Is It an Bullet? A Robot? No, It’s a Balloon Gondola!
Posted by Laurie Frost on July 21, 2009
credit for all photos/illustrations in this post: United States Air Force. [Explanation of public domain status.]
How would you like to spend 32 hours in this thing, 101,516 feet above the ground, suspended from a plastic balloon? That’s how by Maj. David Simons spent August 19-20, 1957, during one of the three flights conducted as part of the US Air Force’s MANHIGH program, designed
to obtain scientific data on the behavior of a balloon in an environment above 99 percent of the earth’s atmosphere. It also investigated cosmic rays and their effects on humans….
During the MANHIGH II flight, Maj. Simons flew the pressurized capsule on display on a 32-hour flight to 101,516 feet, thereby establishing an altitude record for manned balloons. Including the pilot and scientific equipment, the gondola weighed 1,648 pounds. At maximum altitude, the plastic balloon expanded to a diameter of 200 feet with a volume in excess of 3,000,000 cubic feet. PROJECT MANHIGH provided important information about the effects of high-altitude flight on humans in small capsules like those that would be flown in space.
Not a lot of amenities on this 32-hour flight. The photograph [below] of the control panel on the gondola’s interior makes the chamber seem spacious, compared to the artist’s illustration [above].
And finally, a picture of the balloon and gondola photographed by the Air Force seconds after launch. According to the caption of the online exhibit of MANHIGH, “as the balloon climbed, the outside air pressure decreased, and the gas within the balloon expanded to fill the envelope.”
The MANHIGH gondola is on display in theMissile and Space Gallery of the National Museum of the US Air Force near Dayton, Ohio. Also on display is the Stargazer gondola. The Stargazer Project (1959-1962), developed to allow high altitude astronomical observations, also
provided valuable information relative to the development of pressure suits and associated life support systems during an extended period on the edge of space.
The balloon that supported the Stargazer capsule was a 280-foot diameter sphere of mylar film; however, at launch only a comparatively small bubble of helium gas occupied the top of the balloon with the remainder of the balloon envelope dangling beneath. As the balloon rose, the gas expanded, filling the balloon until at maximum altitude, it was completely filled and reshaped the envelope into a sphere. The gondola was supported below the balloon on a cable giving a total height at takeoff of approximately 400 feet.

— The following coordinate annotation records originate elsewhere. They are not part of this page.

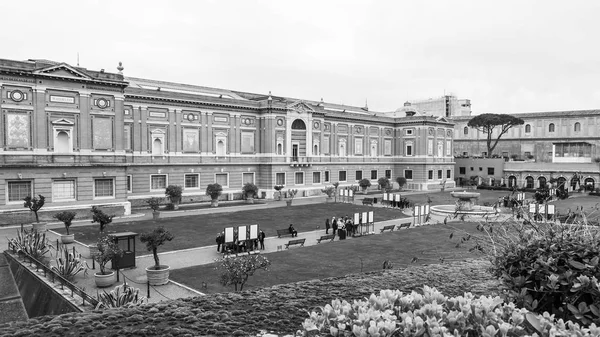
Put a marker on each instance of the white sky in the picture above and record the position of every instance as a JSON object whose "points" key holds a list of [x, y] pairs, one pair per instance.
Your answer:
{"points": [[506, 56]]}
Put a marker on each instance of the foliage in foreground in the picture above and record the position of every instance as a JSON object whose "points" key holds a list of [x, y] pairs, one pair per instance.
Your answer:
{"points": [[433, 314], [237, 270], [121, 296]]}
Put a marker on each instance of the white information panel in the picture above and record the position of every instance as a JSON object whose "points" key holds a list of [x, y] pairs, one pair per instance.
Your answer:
{"points": [[253, 232], [229, 235], [242, 233]]}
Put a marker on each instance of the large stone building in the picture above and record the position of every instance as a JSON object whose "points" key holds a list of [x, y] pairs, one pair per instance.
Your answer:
{"points": [[82, 137], [558, 144]]}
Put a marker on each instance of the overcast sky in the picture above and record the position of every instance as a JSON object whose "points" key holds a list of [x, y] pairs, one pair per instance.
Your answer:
{"points": [[506, 56]]}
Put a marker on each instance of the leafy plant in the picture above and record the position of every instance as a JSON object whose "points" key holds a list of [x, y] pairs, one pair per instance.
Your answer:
{"points": [[107, 250], [174, 192], [66, 217], [154, 203], [214, 191], [101, 218], [69, 263], [155, 239], [121, 296], [250, 190], [237, 270], [34, 204], [31, 242]]}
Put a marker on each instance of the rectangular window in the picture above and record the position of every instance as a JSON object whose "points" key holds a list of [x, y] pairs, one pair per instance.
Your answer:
{"points": [[63, 190], [316, 177], [222, 179], [158, 182], [280, 178], [18, 190], [373, 174], [104, 188], [247, 177], [192, 181], [299, 178]]}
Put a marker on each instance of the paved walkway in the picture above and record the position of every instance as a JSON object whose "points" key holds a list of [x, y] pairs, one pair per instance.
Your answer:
{"points": [[195, 256]]}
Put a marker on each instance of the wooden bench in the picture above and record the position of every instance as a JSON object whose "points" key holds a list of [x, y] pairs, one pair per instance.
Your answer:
{"points": [[368, 201], [404, 225], [326, 238], [389, 227], [295, 242], [281, 232]]}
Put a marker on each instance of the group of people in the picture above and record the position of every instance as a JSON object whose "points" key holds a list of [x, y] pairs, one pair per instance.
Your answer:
{"points": [[344, 223], [240, 246]]}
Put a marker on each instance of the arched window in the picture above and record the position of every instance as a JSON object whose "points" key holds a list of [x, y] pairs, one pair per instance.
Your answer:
{"points": [[298, 124], [62, 142]]}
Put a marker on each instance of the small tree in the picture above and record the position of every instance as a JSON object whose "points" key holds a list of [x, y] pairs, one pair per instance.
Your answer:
{"points": [[401, 182], [66, 217], [155, 239], [214, 191], [487, 123], [107, 250], [364, 183], [34, 204], [100, 217], [236, 270]]}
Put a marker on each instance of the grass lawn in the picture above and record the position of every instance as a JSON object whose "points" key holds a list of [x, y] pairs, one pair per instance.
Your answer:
{"points": [[428, 244], [201, 230]]}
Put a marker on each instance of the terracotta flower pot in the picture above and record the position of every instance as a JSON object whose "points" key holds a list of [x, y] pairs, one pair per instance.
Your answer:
{"points": [[67, 238], [105, 280], [158, 277]]}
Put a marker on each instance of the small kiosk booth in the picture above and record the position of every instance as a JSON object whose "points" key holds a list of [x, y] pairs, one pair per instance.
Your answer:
{"points": [[125, 241]]}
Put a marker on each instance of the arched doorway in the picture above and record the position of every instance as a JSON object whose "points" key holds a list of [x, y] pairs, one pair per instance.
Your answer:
{"points": [[543, 183], [512, 181], [529, 182]]}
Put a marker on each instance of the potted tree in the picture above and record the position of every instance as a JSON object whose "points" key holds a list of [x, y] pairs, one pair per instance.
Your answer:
{"points": [[35, 204], [174, 193], [66, 218], [249, 190], [107, 250], [157, 274], [214, 191], [154, 204], [277, 194], [364, 184]]}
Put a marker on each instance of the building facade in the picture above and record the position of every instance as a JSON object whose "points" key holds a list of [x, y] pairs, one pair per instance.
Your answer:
{"points": [[561, 144], [82, 137]]}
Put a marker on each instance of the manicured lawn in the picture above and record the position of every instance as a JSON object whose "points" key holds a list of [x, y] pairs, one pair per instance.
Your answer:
{"points": [[201, 230], [429, 244]]}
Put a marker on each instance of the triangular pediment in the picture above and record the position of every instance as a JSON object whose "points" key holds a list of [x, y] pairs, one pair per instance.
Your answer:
{"points": [[62, 70], [63, 121], [300, 107]]}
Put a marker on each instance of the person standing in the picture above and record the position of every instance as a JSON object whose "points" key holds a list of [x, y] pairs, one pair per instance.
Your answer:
{"points": [[261, 239]]}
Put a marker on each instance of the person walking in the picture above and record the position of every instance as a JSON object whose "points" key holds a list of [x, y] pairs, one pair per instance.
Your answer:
{"points": [[261, 239]]}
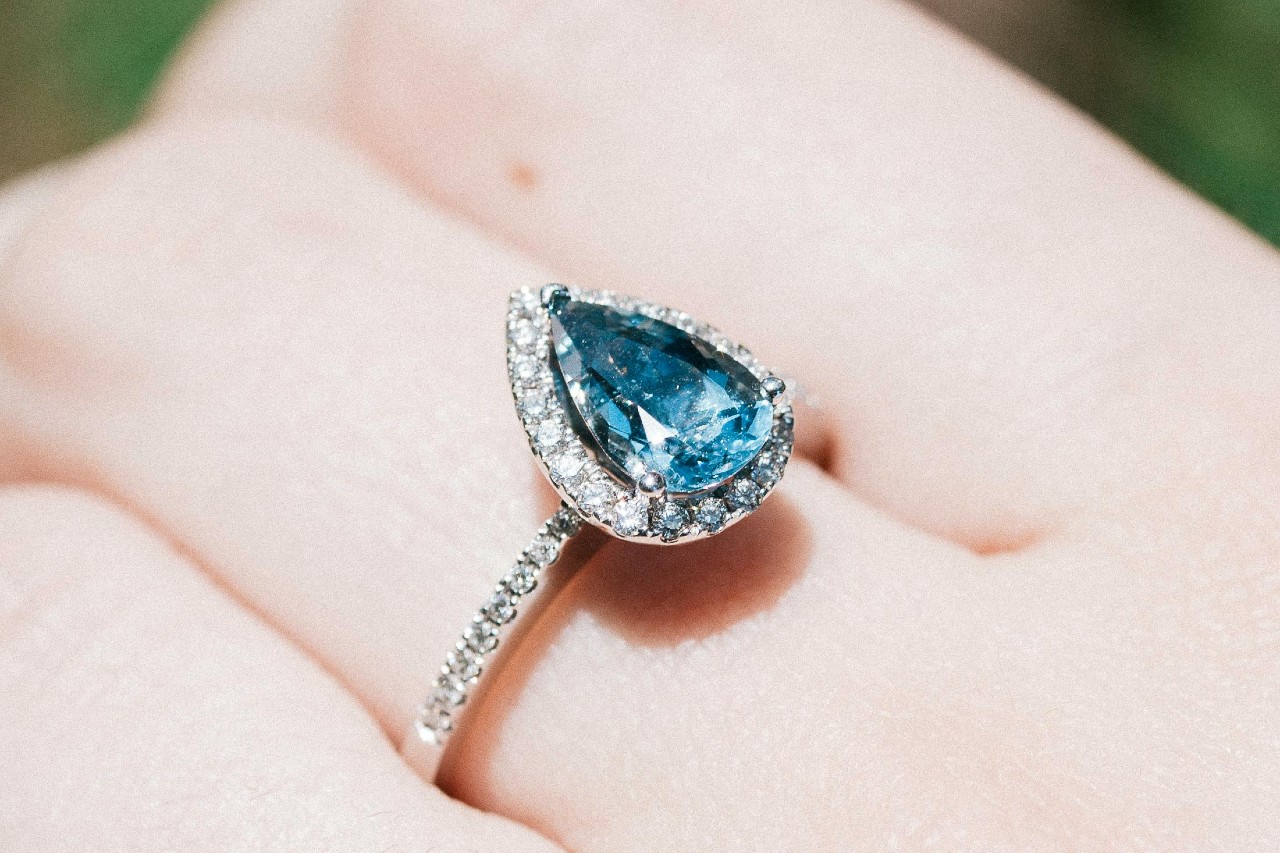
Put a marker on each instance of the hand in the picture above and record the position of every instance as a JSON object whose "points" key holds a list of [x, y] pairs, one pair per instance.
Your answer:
{"points": [[1023, 593]]}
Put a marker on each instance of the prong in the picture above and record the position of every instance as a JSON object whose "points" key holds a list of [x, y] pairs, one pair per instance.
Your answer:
{"points": [[554, 296], [652, 483]]}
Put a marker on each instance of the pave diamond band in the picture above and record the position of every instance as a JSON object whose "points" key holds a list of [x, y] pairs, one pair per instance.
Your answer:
{"points": [[650, 425]]}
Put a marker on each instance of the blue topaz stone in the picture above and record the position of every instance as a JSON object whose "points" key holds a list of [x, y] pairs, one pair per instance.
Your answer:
{"points": [[653, 397]]}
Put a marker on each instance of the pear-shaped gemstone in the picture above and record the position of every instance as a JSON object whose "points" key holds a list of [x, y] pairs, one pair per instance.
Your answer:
{"points": [[657, 398]]}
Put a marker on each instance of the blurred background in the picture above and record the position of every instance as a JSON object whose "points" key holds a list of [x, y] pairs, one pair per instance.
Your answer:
{"points": [[1192, 83]]}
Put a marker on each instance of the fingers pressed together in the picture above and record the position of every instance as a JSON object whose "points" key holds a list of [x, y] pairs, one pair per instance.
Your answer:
{"points": [[1027, 601]]}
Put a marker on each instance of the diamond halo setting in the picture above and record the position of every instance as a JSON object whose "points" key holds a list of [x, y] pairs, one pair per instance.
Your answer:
{"points": [[736, 414], [649, 425]]}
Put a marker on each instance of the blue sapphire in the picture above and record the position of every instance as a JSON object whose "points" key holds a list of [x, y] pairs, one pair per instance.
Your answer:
{"points": [[656, 398]]}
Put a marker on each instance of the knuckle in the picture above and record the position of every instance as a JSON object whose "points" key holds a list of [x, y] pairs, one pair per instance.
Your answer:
{"points": [[56, 548], [142, 224]]}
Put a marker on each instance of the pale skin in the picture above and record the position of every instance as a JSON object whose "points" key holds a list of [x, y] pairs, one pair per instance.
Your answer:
{"points": [[1020, 593]]}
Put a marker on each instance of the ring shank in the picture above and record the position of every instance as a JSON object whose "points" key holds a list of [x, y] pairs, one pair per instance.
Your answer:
{"points": [[470, 664]]}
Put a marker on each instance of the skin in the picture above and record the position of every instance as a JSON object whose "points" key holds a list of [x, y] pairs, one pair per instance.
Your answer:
{"points": [[260, 460]]}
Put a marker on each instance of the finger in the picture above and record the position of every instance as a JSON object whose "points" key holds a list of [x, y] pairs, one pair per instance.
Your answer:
{"points": [[996, 300], [835, 692], [145, 711], [301, 379]]}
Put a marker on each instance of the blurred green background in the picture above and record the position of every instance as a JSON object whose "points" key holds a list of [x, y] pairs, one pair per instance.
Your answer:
{"points": [[1192, 83]]}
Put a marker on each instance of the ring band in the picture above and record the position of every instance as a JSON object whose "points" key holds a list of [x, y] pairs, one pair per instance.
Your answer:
{"points": [[650, 425]]}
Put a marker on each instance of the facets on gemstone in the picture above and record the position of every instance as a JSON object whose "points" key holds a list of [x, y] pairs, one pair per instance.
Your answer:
{"points": [[597, 497], [567, 465], [525, 334], [657, 398], [464, 664], [433, 724], [480, 637], [534, 404], [631, 516], [711, 514], [549, 433], [501, 609], [521, 582], [744, 495], [671, 518], [449, 690], [767, 470]]}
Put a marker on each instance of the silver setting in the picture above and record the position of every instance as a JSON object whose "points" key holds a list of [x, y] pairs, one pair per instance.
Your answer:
{"points": [[479, 642], [638, 511], [631, 509]]}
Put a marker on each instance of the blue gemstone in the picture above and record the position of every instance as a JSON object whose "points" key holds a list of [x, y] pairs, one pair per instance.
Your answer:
{"points": [[656, 398]]}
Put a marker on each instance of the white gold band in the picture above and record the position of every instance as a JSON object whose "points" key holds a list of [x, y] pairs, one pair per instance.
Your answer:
{"points": [[469, 658]]}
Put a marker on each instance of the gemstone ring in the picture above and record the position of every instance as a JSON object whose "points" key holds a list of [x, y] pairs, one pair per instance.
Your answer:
{"points": [[650, 425]]}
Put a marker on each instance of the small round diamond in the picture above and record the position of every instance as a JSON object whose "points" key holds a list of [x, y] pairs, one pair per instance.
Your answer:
{"points": [[631, 516], [449, 690], [464, 664], [534, 404], [501, 609], [597, 497], [525, 368], [672, 518], [744, 493], [543, 551], [567, 464], [480, 637], [767, 470], [524, 334], [711, 515], [521, 580], [549, 433], [433, 724]]}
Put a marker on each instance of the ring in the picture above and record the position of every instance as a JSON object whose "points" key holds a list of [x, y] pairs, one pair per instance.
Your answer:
{"points": [[650, 427]]}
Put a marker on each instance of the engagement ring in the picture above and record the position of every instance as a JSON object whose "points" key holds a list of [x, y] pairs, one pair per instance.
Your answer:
{"points": [[650, 425]]}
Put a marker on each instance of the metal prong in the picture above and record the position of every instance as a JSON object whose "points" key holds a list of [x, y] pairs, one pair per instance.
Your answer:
{"points": [[652, 483], [553, 296]]}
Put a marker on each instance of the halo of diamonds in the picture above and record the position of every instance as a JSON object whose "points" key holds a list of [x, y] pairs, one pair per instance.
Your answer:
{"points": [[479, 642], [602, 498]]}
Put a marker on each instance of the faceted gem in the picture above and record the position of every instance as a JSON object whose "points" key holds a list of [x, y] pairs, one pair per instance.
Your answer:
{"points": [[672, 518], [631, 516], [656, 398], [711, 515], [744, 495]]}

A replica of the gondola used in Project Excelsior is on display at the museum. This project (1958-1960) investigated parachute escapes at high altitudes:
As Project Excelsior did not have the resources to use high performance aircraft to test the new escape system, a balloon gondola was designed and built by the skilled staff at Wright Field to carry the pilot to the desired altitudes for the tests. The balloon held nearly 3 million cubic feet of helium to lift the open gondola high into the stratosphere.
On the third and last jump in Excelsior III on Aug. 16, 1960, Capt. [Joseph W.] Kittinger jumped from a height of 102,800 feet, almost 20 miles above the earth. With only the small stabilizing chute deployed, Capt. Kittinger fell for 4 minutes, 36 seconds. He experienced temperatures as low as minus 94 degrees Fahrenheit and a maximum speed of 614 miles per hour, exceeding the speed of sound. The 28-foot main parachute did not open until Capt. Kittinger reached the much thicker atmosphere at 17,500 feet. Capt. Kittinger safely landed in the New Mexico desert after a 13 minute, 45 second descent.
Excelsior balloon launch in New Mexico.